Department of Chemistry, University of Utah, 315 South 1400 East, Salt Lake City, Utah 84112, United States.
Biochemistry. 2021 Nov 16;60(45):3347-3361. doi: 10.1021/acs.biochem.1c00469. Epub 2021 Nov 3.
Ribosomally synthesized post-translationally modified peptides (RiPPs) are ubiquitous and represent a structurally diverse class of natural products. The ribosomally encoded precursor polypeptides are often extensively modified post-translationally by enzymes that are encoded by coclustered genes. Radical -adenosyl-l-methionine (SAM) enzymes catalyze numerous chemically challenging transformations. In RiPP biosynthetic pathways, these transformations include the formation of C-H, C-C, C-S, and C-O linkages. In this paper, we show that the gene encodes a radical SAM protein, SbtM, which catalyzes the cyclization of a Cys/SeCys residue in a minimal peptide substrate. Biochemical studies of this transformation support a mechanism involving H-atom abstraction at the C-3 of the substrate Cys to initiate the chemistry. Several possible cyclization products were considered. The collective biochemical, spectroscopic, mass spectral, and computational observations point to a thiooxazole as the product of the SbtM-catalyzed modification. To our knowledge, this is the first example of a radical SAM enzyme that catalyzes a transformation involving a SeCys-containing peptide and represents a new paradigm for formation of oxazole-containing RiPP natural products.

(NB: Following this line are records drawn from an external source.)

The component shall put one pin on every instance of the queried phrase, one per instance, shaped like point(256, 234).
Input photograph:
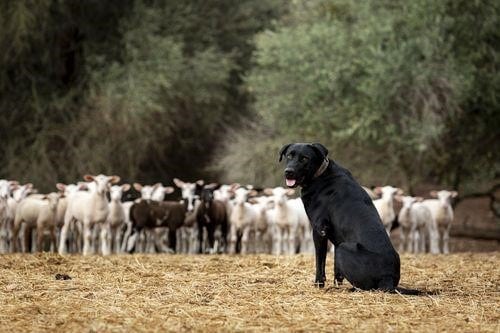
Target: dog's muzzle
point(290, 177)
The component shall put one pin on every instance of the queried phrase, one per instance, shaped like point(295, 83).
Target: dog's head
point(304, 161)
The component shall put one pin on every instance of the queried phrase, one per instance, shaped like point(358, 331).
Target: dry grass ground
point(158, 293)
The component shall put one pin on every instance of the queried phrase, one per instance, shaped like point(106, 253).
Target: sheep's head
point(52, 199)
point(388, 191)
point(101, 183)
point(116, 191)
point(159, 192)
point(190, 191)
point(279, 194)
point(444, 196)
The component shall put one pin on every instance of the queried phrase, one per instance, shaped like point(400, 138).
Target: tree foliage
point(400, 91)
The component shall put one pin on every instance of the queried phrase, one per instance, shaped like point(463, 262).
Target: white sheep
point(38, 211)
point(263, 228)
point(6, 215)
point(242, 219)
point(385, 205)
point(188, 233)
point(287, 220)
point(442, 212)
point(115, 220)
point(416, 223)
point(90, 208)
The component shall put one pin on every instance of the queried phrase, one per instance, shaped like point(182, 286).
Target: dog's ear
point(320, 149)
point(283, 151)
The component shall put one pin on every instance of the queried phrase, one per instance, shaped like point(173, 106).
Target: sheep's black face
point(302, 162)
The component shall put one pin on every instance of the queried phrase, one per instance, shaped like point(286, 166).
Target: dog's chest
point(318, 212)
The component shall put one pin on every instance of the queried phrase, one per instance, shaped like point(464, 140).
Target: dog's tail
point(406, 291)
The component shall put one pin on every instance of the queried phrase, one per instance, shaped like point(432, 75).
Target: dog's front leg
point(320, 245)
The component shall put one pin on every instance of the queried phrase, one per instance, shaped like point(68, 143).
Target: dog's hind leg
point(365, 269)
point(321, 246)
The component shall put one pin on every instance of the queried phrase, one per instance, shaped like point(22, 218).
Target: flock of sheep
point(90, 217)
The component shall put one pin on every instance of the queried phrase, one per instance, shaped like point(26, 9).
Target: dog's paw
point(319, 284)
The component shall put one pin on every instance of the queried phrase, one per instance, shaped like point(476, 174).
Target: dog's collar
point(322, 168)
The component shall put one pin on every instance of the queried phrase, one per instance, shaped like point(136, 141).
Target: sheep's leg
point(62, 237)
point(15, 235)
point(87, 238)
point(421, 232)
point(277, 241)
point(128, 230)
point(39, 238)
point(258, 241)
point(433, 237)
point(53, 238)
point(244, 240)
point(105, 236)
point(292, 235)
point(3, 236)
point(402, 239)
point(232, 239)
point(446, 239)
point(27, 239)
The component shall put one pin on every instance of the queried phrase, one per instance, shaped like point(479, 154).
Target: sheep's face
point(101, 183)
point(190, 191)
point(389, 192)
point(22, 191)
point(304, 162)
point(4, 189)
point(279, 195)
point(223, 193)
point(444, 196)
point(241, 195)
point(408, 201)
point(160, 191)
point(53, 199)
point(115, 193)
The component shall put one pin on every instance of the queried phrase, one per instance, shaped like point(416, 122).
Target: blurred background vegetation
point(401, 92)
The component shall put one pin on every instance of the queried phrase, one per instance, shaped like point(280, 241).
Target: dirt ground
point(158, 293)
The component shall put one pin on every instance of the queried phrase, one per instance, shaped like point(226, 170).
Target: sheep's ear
point(253, 193)
point(114, 179)
point(233, 187)
point(212, 186)
point(178, 182)
point(253, 201)
point(283, 151)
point(88, 178)
point(320, 149)
point(270, 204)
point(268, 191)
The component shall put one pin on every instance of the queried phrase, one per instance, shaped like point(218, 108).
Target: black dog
point(342, 212)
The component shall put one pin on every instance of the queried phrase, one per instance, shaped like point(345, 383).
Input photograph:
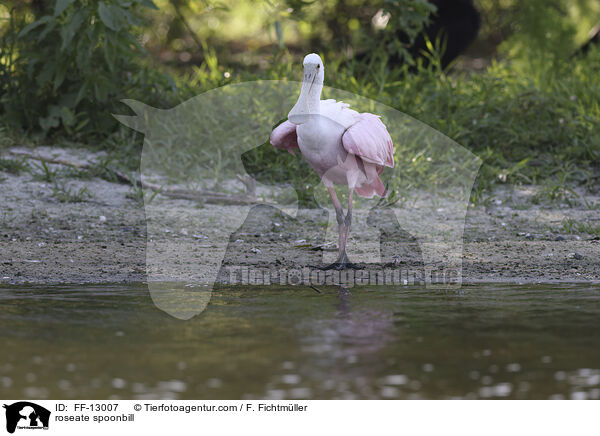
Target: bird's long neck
point(313, 98)
point(309, 102)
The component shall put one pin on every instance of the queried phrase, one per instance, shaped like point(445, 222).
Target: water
point(487, 341)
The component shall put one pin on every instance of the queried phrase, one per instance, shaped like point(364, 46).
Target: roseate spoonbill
point(343, 146)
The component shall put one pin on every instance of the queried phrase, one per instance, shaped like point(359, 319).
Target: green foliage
point(70, 68)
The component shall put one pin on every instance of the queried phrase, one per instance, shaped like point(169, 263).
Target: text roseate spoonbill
point(343, 146)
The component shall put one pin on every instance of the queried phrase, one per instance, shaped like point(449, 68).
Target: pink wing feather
point(284, 137)
point(369, 139)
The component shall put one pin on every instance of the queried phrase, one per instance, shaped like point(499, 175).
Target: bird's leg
point(343, 227)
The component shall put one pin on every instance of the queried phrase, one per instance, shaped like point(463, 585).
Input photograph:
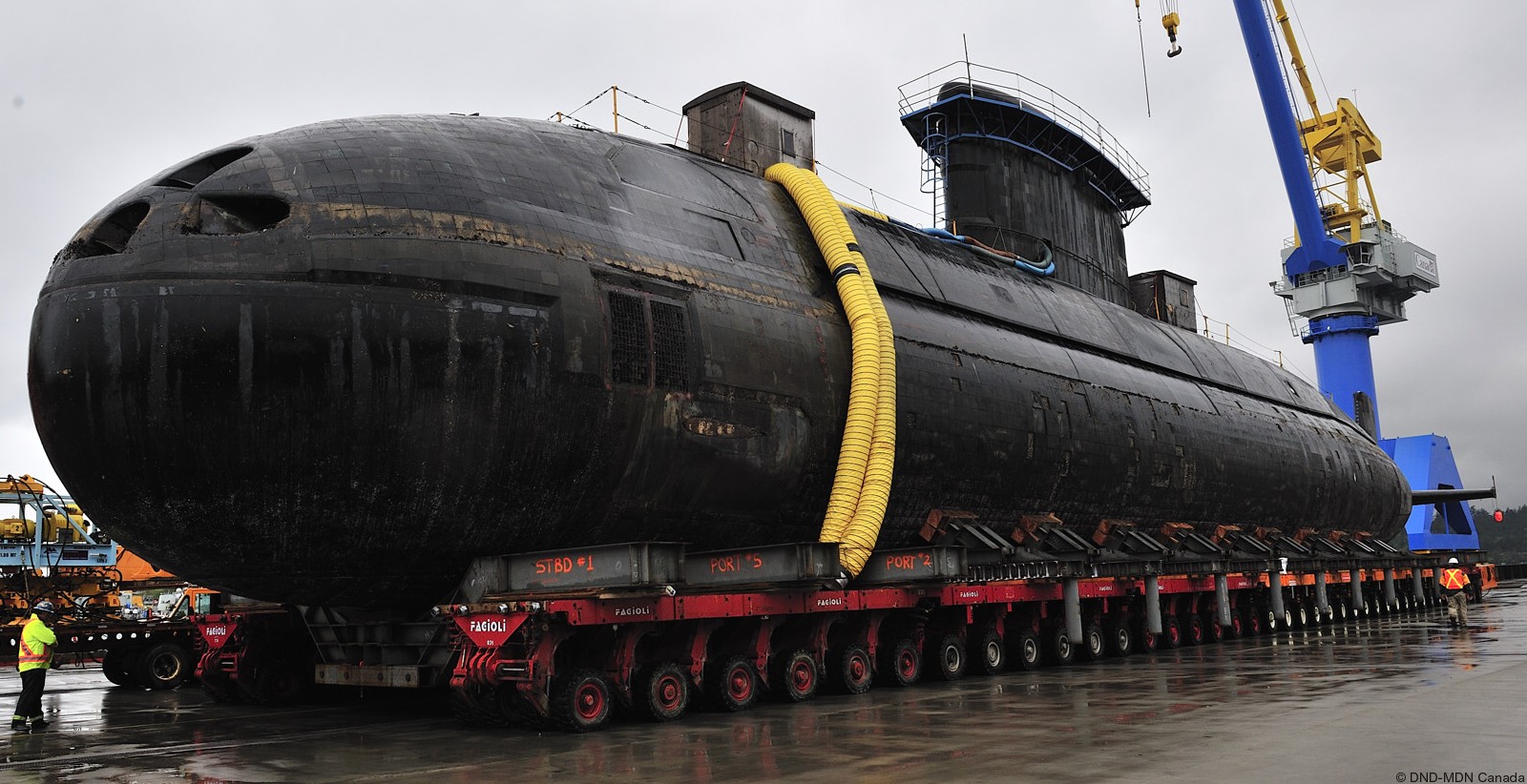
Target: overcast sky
point(96, 98)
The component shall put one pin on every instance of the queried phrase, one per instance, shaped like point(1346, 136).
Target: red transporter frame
point(653, 653)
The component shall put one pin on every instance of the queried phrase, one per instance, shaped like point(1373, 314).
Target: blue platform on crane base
point(1427, 463)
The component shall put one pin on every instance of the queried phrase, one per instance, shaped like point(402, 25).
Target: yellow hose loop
point(831, 231)
point(867, 461)
point(869, 514)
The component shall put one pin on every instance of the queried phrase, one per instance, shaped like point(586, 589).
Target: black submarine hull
point(335, 363)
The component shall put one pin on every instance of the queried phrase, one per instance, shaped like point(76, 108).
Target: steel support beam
point(1073, 595)
point(1152, 606)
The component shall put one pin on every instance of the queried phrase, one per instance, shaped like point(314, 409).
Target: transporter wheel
point(118, 669)
point(1119, 638)
point(1170, 631)
point(735, 685)
point(1027, 650)
point(796, 676)
point(1061, 651)
point(951, 658)
point(1191, 629)
point(851, 670)
point(989, 653)
point(164, 667)
point(579, 702)
point(660, 692)
point(903, 664)
point(1213, 631)
point(1092, 643)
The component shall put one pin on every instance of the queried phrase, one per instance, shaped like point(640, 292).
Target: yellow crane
point(1338, 142)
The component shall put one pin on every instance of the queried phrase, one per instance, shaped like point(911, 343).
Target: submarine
point(333, 365)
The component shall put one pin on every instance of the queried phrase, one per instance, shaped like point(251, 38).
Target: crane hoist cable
point(1140, 30)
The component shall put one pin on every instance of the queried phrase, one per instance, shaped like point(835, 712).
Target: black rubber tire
point(989, 653)
point(162, 667)
point(1061, 651)
point(1170, 633)
point(119, 669)
point(901, 664)
point(947, 659)
point(1119, 639)
point(660, 692)
point(1191, 629)
point(1092, 643)
point(796, 677)
point(1027, 650)
point(1213, 631)
point(579, 702)
point(735, 685)
point(851, 670)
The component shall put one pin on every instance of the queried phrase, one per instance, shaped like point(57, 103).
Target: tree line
point(1504, 540)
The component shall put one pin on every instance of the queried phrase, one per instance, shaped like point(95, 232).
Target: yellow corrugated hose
point(862, 485)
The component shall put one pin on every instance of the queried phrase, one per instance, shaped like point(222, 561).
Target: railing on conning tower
point(929, 89)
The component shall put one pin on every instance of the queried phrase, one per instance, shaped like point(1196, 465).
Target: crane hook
point(1170, 22)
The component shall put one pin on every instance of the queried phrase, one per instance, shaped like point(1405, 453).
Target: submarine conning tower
point(1017, 167)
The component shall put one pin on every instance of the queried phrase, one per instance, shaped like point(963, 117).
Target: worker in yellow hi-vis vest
point(1454, 580)
point(34, 659)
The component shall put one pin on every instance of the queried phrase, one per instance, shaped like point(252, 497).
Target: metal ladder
point(935, 155)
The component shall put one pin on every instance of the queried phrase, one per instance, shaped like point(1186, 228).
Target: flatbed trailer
point(153, 654)
point(572, 638)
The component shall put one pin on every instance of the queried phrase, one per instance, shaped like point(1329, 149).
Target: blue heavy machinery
point(48, 547)
point(1349, 272)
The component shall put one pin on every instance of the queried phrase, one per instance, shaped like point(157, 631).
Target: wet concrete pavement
point(1389, 699)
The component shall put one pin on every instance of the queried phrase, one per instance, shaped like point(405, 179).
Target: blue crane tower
point(1349, 274)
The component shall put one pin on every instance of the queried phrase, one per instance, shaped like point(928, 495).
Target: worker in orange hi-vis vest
point(1453, 583)
point(34, 658)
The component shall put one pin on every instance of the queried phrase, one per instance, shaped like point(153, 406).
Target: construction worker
point(1454, 580)
point(35, 658)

核糖体合成的翻译后修饰肽(RiPPs)无处不在,代表了一类结构多样的天然产物。核糖体编码的前体多肽通常通过由共聚类基因编码的酶进行广泛的翻译后修饰。自由基 -腺苷甲硫氨酸(SAM)酶催化许多具有挑战性的化学反应。在 RiPP 生物合成途径中,这些转化包括 C-H、C-C、C-S 和 C-O 键的形成。在本文中,我们表明 基因编码一种自由基 SAM 蛋白,SbtM,它催化最小肽底物中 Cys/SeCys 残基的环化。对这种转化的生化研究支持一种涉及在底物 Cys 的 C-3 上进行 H 原子提取以引发化学变化的机制。考虑了几种可能的环化产物。综合的生化、光谱、质谱和计算观察结果表明硫代恶唑啉是 SbtM 催化修饰的产物。据我们所知,这是第一个催化涉及含 SeCys 肽的转化的自由基 SAM 酶的例子,代表了形成含恶唑啉的 RiPP 天然产物的新范例。